O encontro com Putin estava marcado para as 7h (de Brasília). Por volta das 8h40, há a expectativa de uma declaração à imprensa. Bolsonaro também almoçará com o governante russo no Kremlin, sede do governo.
Na reunião, devem ser tratados temas como energia, educação, defesa, cibersegurança e agricultura. A preocupação, no entanto, é que Bolsonaro acene para um dos lados na tensão militar entre a Rússia e a Ucrânia. Por isso, ele foi orientado a, caso questionado, responder pela saída diplomática, de negociação pacífica.
Em nota, o Itamaraty informou que as áreas de comércio e investimentos terão destaque na visita da delegação brasileira. Haverá reuniões com os conselhos empresariais, que congregam CEOs de grandes companhias brasileiras e russas, com o objetivo de “identificação de oportunidades para investidores de ambos os países”.
“Em 2021, a corrente de comércio atingiu US$ 7,29 bilhões, em forte crescimento com relação aos US$ 4,27 bilhões registrados em 2020 e o valor mais alto desde 2008. O comércio bilateral é complementar, concentrado na cadeia de valor do agronegócio (soja e carnes, do lado brasileiro, e fertilizantes, do russo)”, diz a nota. “Brasil e Rússia compartilham interesse em ampliar e diversificar a pauta do intercâmbio com produtos de maior valor agregado, de forma correspondente ao grau de desenvolvimento e sofisticação de suas economias.”
O Itamaraty também destacou que “Brasil e Rússia compartilham valores comuns, como o respeito à Carta das Nações Unidas, ao direito internacional e ao princípio da não intervenção”. “Encontram pontos de convergência em suas avaliações sobre a situação do mundo e defendem uma ordem internacional que contemple e acolha diferentes visões, interesses e prioridades nacionais no exercício da promoção da estabilidade, da prosperidade e da sustentabilidade”, acrescentou.
O órgão enfatizou, também, que, neste ano, Brasil, Rússia, China e Índia integram o Conselho de Segurança da Organização das Nações Unidas (ONU) e que a reunião “proporciona oportunidade de coordenação entre os referidos membros do Brics”.
Retirada
Houve um leve distensionamento na crise internacional, ontem, após a Rússia retirar tropas de posições na fronteira. Porém, segundo o comunicado feito pelo porta-voz do Ministério da Defesa russo, a retirada não seria nada fora da “rotina”, uma vez que concluíram o treinamento.

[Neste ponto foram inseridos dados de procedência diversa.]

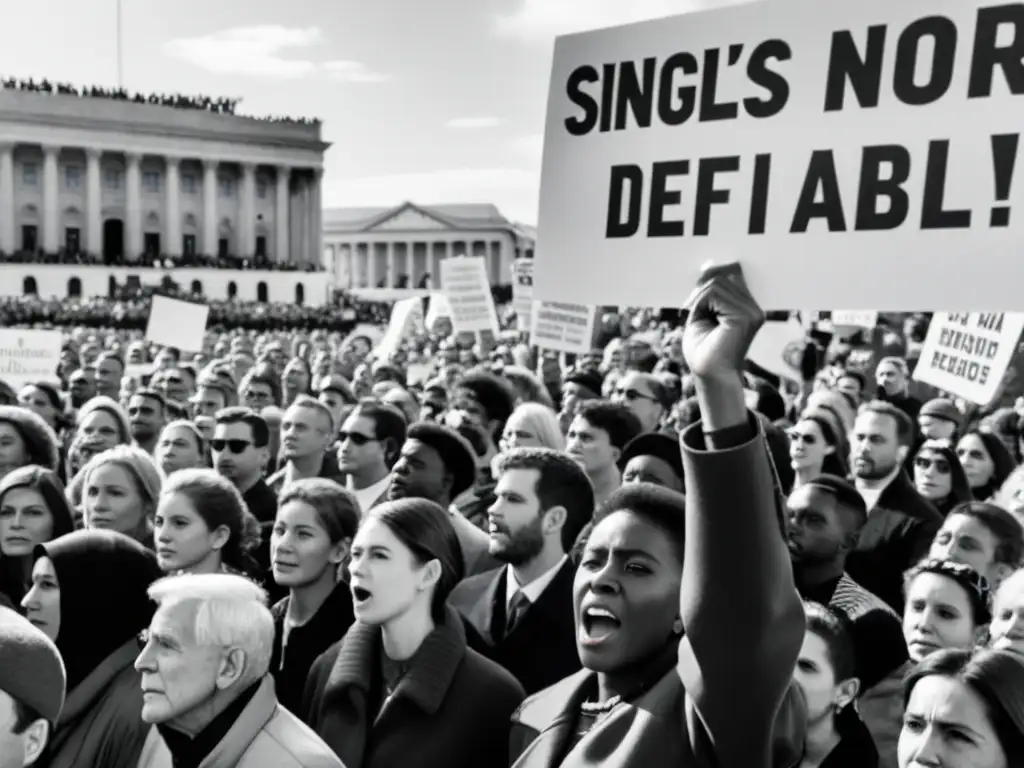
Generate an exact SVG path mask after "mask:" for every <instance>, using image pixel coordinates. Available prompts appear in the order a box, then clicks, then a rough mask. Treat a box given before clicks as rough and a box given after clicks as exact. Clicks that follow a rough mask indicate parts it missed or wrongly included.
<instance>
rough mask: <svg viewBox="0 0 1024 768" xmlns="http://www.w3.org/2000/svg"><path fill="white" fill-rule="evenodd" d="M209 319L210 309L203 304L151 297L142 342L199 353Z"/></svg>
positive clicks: (209, 307)
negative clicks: (206, 325) (149, 321)
mask: <svg viewBox="0 0 1024 768" xmlns="http://www.w3.org/2000/svg"><path fill="white" fill-rule="evenodd" d="M209 315H210V307H208V306H206V305H205V304H194V303H191V302H190V301H179V300H178V299H169V298H167V297H166V296H154V297H153V304H152V305H151V307H150V323H148V324H147V325H146V327H145V339H146V341H152V342H153V343H155V344H161V345H163V346H168V347H177V348H178V349H183V350H185V351H187V352H199V351H202V349H203V341H204V340H205V338H206V321H207V317H209Z"/></svg>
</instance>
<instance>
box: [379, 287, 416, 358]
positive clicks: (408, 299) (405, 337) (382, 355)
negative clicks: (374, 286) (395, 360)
mask: <svg viewBox="0 0 1024 768" xmlns="http://www.w3.org/2000/svg"><path fill="white" fill-rule="evenodd" d="M422 330H423V299H421V298H420V297H419V296H412V297H410V298H408V299H402V300H401V301H396V302H395V303H394V306H392V307H391V321H390V322H389V323H388V327H387V331H386V332H385V333H384V338H383V339H381V341H380V343H379V344H378V345H377V348H376V349H375V350H374V355H375V356H376V357H377V358H378V359H382V360H384V359H388V358H390V357H391V355H393V354H394V353H395V352H396V351H398V346H399V345H400V344H401V342H402V341H404V340H406V339H407V338H408V337H409V336H411V335H412V334H414V333H416V332H417V331H422Z"/></svg>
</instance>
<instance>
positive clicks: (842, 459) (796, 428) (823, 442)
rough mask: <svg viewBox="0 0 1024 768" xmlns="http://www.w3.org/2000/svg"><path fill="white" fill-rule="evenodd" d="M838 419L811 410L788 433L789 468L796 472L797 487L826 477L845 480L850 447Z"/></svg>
mask: <svg viewBox="0 0 1024 768" xmlns="http://www.w3.org/2000/svg"><path fill="white" fill-rule="evenodd" d="M838 427H839V420H838V419H836V418H835V417H833V416H831V414H829V413H828V412H826V411H822V410H820V409H809V410H807V411H805V412H804V413H803V414H801V416H800V419H798V420H797V423H796V424H795V425H794V427H793V428H792V429H790V430H788V432H787V435H788V437H790V465H791V466H792V467H793V471H794V482H793V486H794V487H795V488H797V487H800V486H801V485H804V484H806V483H808V482H810V481H811V480H813V479H814V478H815V477H818V476H819V475H823V474H829V475H836V476H837V477H846V476H848V475H849V474H850V470H849V467H848V466H847V463H846V457H847V455H848V454H849V445H848V444H847V442H846V436H845V435H844V434H843V432H842V431H841V430H840V429H839V428H838Z"/></svg>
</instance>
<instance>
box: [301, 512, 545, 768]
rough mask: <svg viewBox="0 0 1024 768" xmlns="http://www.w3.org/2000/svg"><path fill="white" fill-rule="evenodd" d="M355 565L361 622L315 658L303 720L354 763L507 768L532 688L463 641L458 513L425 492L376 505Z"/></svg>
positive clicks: (354, 585) (355, 548)
mask: <svg viewBox="0 0 1024 768" xmlns="http://www.w3.org/2000/svg"><path fill="white" fill-rule="evenodd" d="M349 571H350V578H351V582H350V584H351V590H352V598H353V603H354V606H355V617H356V623H355V624H354V625H353V626H352V628H351V629H350V630H349V631H348V632H347V633H346V634H345V637H343V638H342V639H341V641H339V642H338V643H336V644H335V645H333V646H332V647H331V648H330V649H329V650H328V651H327V652H326V653H324V654H323V655H322V656H321V657H319V658H318V659H316V663H315V664H314V665H313V667H312V670H311V671H310V673H309V680H308V682H307V684H306V691H305V695H304V697H303V713H304V718H303V719H304V720H305V721H306V723H307V724H308V725H309V726H310V727H311V728H312V729H313V730H315V731H316V732H317V733H318V734H319V736H321V738H323V739H324V740H325V741H327V743H328V744H330V745H331V748H332V749H333V750H334V751H335V753H336V754H337V755H338V757H339V758H340V759H341V760H342V762H343V763H344V764H345V765H346V766H347V768H391V767H392V766H398V765H400V766H403V768H420V767H421V766H422V767H423V768H433V766H441V765H451V766H466V768H469V767H470V766H474V767H475V766H479V767H480V768H498V767H499V766H503V767H504V766H507V765H508V764H509V748H508V744H509V729H510V726H511V720H510V719H511V716H512V713H513V712H514V711H515V709H516V708H517V707H518V706H519V703H520V702H521V701H522V699H523V697H524V695H525V693H524V692H523V689H522V687H521V686H520V685H519V683H518V682H516V680H515V679H514V678H513V677H512V676H511V675H510V674H509V673H508V672H506V671H505V670H504V669H502V668H501V667H499V666H498V665H497V664H495V663H494V662H490V660H488V659H486V658H484V657H483V656H481V655H480V654H479V653H477V652H476V651H474V650H472V649H470V648H468V647H467V646H466V632H465V629H464V627H463V624H462V621H461V620H460V618H459V615H458V613H456V611H455V609H453V608H451V607H450V606H447V605H446V604H445V603H446V600H447V597H449V595H450V594H451V592H452V590H453V589H454V588H455V586H456V584H458V583H459V581H460V580H461V579H462V577H463V562H462V554H461V547H460V546H459V538H458V536H457V535H456V532H455V528H454V527H453V526H452V521H451V517H450V514H449V512H447V511H445V510H443V509H441V507H440V506H438V505H437V504H434V503H433V502H430V501H427V500H425V499H401V500H398V501H393V502H385V503H384V504H381V505H378V506H377V507H374V508H373V509H372V510H370V511H369V512H368V513H367V515H366V517H364V519H362V522H361V524H360V526H359V529H358V532H357V534H356V535H355V541H354V542H353V543H352V557H351V562H350V565H349Z"/></svg>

Pouco antes de desembarcar em Moscou, Bolsonaro mencionou, nas redes sociais, a retirada da tropas russas. A postagem foi celbrada por bolsonaristas com memes e fake news, apontando que o chefe do Planalto tinha “impedido a guerra mundial”. O ex-ministro do Meio Ambiente Ricardo Salles compartilhou a postagem de uma capa fake da revista americana Time, na qual aparece uma foto e o título: “Prêmio Nobel da Paz 2022”. Salles não esclareceu que se tratava de uma montagem.
Em uma segunda publicação, usou a logo do canal CNN afirmando que o presidente “evitou a 3ª Guerra Mundial”. O veículo publicou uma nota afirmando se tratar de uma montagem.
No final da tarde, Bolsonaro compartilhou o que seriam notícias da visita de Dom Pedro II ao país em 1876 e, ao lado, uma foto dele apertando a mão de Putin. “Em 1876, Dom Pedro II foi o 1° estadista brasileiro a visitar a Rússia. 146 anos depois, no ano em que comemoramos 200 anos da independência do Brasil, tenho a satisfação de realizar o mesmo percurso”, escreveu. “Nosso Brasil tem vocação de amizade com todas as nações do mundo.”
Especialista em política internacional contemporânea e professor de relações internacionais na Universidade Católica de Brasília (UCB), Jean Lima aponta “oportunismo político” tanto de Bolsonaro quanto do Ministério das Relações Exteriores para que o presidente seja visto pelos apoiadores como um chefe de Estado que tem poder de diálogo para interferir em uma crise entre os dois países. “A crise não está em pauta. Há um oportunismo por conta dos seus apoiadores. A resolução desse conflito vai além das suas capacidades (de Bolsonaro), que não está preparado para lidar com um projeto grande como esse nem os outros países o veem nessa posição”, avaliou.
O sociólogo Renato Zanella lembrou que o chefe do Planalto criou, ao longo do mandato, uma série de conflitos que o deixaram em isolamento internacional. Todas as apostas anteriores dele — Donald Trump (Estados Unidos), Benjamin Netanyahu (Israel) e Mauricio Macri (Argentina) — não estão mais governando. “Neste momento, temos uma Rússia que necessita de reconhecimento de aliados, ou, pelo menos, para dizer que tem aliados, em meio à sua tensão com os Estados Unidos”, destacou.
Também conforme Zanella, a viagem à Rússia é confusa no meio bolsonarista mais ideológico, que ainda enxerga o país como comunista e não como potencial de mercado.
Compromisso
Também hoje, Bolsonaro se encontrará com o presidente da Duma de Estado, Câmara Baixa do Parlamento russo, e participará da entrega da oferenda floral no túmulo do soldado desconhecido.
A previsão é de que ocorra, ainda, um encontro do presidente com empresários no Four Seasons, hotel cinco estrelas localizado na Praça Vermelha, principal cartão-postal de Moscou, onde o chefe do Executivo e parte da comitiva estão hospedados.